Transcribí la historia, que titulé
Días de Reyes Magos, cambiando algunas
cosas y añadiendo otras, aunque con la
certeza de que aquel vagabundo era un algún
rey Mago polvoriento que había vuelto del
pasado. Una vez ciertos lectores me preguntaron
si creía en los Reyes Magos: dije que sí,
pensando en aquel que un día había
llamado a mi puerta y me había regalado
una historia de la que acaso había sido
también protagonista.
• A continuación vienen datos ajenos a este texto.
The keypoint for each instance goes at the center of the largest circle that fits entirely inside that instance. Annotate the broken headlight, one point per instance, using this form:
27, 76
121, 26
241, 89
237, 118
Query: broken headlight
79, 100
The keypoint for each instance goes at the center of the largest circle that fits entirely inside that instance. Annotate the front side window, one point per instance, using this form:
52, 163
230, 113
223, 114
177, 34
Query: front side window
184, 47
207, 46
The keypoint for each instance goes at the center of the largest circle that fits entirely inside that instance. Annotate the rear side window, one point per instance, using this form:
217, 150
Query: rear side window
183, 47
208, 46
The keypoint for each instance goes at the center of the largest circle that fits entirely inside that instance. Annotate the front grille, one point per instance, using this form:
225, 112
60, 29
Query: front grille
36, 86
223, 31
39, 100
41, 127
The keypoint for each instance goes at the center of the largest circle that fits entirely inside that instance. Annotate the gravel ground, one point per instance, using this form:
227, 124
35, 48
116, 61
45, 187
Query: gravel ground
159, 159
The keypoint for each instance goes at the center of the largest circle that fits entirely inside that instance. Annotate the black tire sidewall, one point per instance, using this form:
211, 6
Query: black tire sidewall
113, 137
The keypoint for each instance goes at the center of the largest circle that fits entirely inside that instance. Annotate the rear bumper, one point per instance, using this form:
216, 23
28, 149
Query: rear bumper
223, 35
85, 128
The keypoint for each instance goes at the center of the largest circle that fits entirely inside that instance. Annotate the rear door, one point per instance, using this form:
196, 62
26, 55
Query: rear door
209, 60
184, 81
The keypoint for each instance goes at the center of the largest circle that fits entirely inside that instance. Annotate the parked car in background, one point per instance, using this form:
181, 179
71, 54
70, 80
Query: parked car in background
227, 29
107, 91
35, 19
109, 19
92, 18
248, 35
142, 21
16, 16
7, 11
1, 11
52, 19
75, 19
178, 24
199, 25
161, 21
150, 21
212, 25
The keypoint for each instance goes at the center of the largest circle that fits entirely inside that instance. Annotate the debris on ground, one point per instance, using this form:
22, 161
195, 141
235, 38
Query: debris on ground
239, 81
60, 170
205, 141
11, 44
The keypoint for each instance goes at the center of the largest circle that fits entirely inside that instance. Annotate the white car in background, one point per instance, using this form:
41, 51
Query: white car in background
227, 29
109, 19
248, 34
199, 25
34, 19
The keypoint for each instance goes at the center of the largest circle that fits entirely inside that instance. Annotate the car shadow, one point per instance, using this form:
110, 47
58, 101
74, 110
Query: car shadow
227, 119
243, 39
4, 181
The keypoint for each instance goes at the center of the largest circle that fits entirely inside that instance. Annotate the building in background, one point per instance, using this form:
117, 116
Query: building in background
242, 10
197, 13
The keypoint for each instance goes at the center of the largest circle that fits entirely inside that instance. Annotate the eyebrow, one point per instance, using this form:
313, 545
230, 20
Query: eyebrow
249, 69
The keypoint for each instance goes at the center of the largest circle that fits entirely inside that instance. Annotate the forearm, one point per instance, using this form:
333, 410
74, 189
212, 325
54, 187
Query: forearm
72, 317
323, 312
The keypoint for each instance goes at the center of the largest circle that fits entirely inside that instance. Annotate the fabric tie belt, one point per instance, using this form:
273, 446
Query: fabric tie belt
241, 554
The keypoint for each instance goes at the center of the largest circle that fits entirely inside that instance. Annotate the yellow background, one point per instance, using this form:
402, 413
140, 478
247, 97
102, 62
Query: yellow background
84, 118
Pero la confirmación
definitiva de la existencia de los Reyes Magos
ocurrió una mañana lenta en que
el orvallo tamizaba la luz de la tierra. Había
ido a un lugar, que acaso ya se haya borrado de
la superficie de la tierra, para encontrarme con
algunos de los lectores de Días de Reyes
Magos, esos lectores que reescriben el libro,
porque siempre saben poner el acento en las palabras
no acentuadas y la sal en las historias desangeladas.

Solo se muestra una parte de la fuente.